The end of the Protectorate

In spite of Cromwell's failure to manage his parliaments and to secure godly reformation, he was presiding over a regime that could boast many successes. He had successfully defeated royalist conspiracies so that the Stuarts seemed as far away from the throne as ever. In March 1657 he had signed a formal treaty with France, and in June 1658 an Anglo-French army defeated a Spanish force at the battle of the Dunes, by which England acquired Dunkirk. 


Marshall Turenne at the Battle of the Dunes
Palais de Versailles
Public domain


In a development that was to have long-term implications, in September 1655 he had received Menassah ben Israel, the chief rabbi of Amsterdam. In the following year he had used his protectoral prerogative to readmit the Jews to England

But his health was deteriorating. In August George Fox met him and 
I saw and felt a waft of death go forth against him and he looked like a dead man.
He died on 3 September 1658, the anniversary of Dunbar and Worcester. The office of Lord Protector was transmitted peacefully to his son Richard, aged thirty-one. On 23 November (some time after his burial) he was given a magnificent state funeral. 


Showing the wooden and wax effigy
set up in Somerset House
after Cromwell's death.


There was little enthusiasm for the Stuarts but when Richard Cromwell soon showed himself incapable of managing his only parliament, there was a growing acceptance that there was no alternative to a return of the monarchy. But how was this to be brought about? Clearly the army would have to play a role - but which army? There were now three armies - one in England, one in Ireland, and one in Scotland, commanded by General George Monck.
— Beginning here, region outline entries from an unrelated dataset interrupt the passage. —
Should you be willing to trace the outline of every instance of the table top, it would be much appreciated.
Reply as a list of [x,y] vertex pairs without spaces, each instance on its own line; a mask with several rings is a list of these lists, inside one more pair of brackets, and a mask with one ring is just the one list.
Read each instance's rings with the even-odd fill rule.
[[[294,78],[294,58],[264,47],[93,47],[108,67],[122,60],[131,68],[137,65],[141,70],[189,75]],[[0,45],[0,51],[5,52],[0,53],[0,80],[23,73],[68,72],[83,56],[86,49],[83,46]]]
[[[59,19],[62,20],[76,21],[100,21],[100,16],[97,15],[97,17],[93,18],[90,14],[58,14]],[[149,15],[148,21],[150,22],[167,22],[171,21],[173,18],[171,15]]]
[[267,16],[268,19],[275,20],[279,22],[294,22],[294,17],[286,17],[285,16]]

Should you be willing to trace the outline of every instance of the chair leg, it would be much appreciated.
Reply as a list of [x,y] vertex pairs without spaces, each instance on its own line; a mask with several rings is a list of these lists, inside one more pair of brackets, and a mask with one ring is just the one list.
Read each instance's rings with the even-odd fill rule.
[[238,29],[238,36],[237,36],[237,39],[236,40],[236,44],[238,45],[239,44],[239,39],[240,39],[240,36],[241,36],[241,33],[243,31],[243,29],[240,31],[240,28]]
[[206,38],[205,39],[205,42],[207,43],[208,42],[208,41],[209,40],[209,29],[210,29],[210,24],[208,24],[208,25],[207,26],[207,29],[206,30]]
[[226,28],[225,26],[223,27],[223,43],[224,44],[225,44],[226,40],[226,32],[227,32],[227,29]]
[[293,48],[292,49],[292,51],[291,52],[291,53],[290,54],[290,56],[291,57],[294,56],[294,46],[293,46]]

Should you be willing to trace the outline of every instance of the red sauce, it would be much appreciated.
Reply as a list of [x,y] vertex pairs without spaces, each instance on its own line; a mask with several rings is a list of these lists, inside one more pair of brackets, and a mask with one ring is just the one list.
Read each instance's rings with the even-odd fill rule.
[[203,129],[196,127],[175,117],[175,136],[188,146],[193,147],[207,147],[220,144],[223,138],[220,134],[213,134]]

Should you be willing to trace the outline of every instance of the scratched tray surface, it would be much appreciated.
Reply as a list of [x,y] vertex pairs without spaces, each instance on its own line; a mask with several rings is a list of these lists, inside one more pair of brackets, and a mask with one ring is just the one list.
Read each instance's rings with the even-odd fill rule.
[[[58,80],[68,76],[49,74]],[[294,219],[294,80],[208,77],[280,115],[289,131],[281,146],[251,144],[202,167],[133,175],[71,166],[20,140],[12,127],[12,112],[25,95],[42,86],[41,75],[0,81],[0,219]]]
Which would break the deadlock?

In May 1659 Richard was ousted from power and the military leaders in England recalled the Rump, which now had only forty-two members. It was dissolved by the Army on 13 October. It was now a power struggle between generals. From his headquarters in Edinburgh General Monck demanded the recall of the Rump, and prepared to march into England. On 26 December three regiments reinstated the Rump. 

On 1 January 1660, Monck crossed into England with 7,000 soldiers. By the time he arrived in London on 3 February civil government was in a state of confusion. On 11 February, seeing that the Rump was no longer fit for purpose, he dissolved it. That night saw a piece of street theatre, the ‘roasting of rumps’ witnessed by Samuel Pepys. On 21 February the members of the Long Parliament excluded by Pride’s Purge were reinstated. They made Monck Lord General, appointed a Council of State, set a date for new elections, and dissolved themselves.

By this time Monck was in touch with the exiled court in the Low Countries and on 4 April at his suggestion Charles Stuart issued the Declaration of Breda promising a monarchy that would respect parliament, a ‘free and general pardon’ to all his subjects (except for a few named individuals) and ‘liberty to tender consciences’ – a promise that would return to haunt him.

The new assembly, the Convention Parliament, opened on 25 April and was overwhelmingly royalist in its composition. For the first time since 1649 the House of Lords was present. On 8 May the Parliament, passed a motion that a fleet should be sent to bring Charles Stuart back to England. Charles landed at Dover on 25 May and began his triumphant progress to London. However, the fundamental issues that had caused the Civil War were unresolved.


Conclusion


  1. The Declaration of Breda was a clever papering over the cracks and did nothing to resolve the underlying issues. Would Charles II be able to keep his promise to respect religious differences?
  2. The Stuarts were being restored but the issue of the respective powers of king and parliament was unresolved.
  3. It looked as if the restored monarchy might be a strong one. The king was being restored free of the limitations his father had agreed to in 1641-  there was no parliamentary control of the army or the king’s ministers. But could this situation continue? What had the Civil War achieved? What was being restored at the Restoration?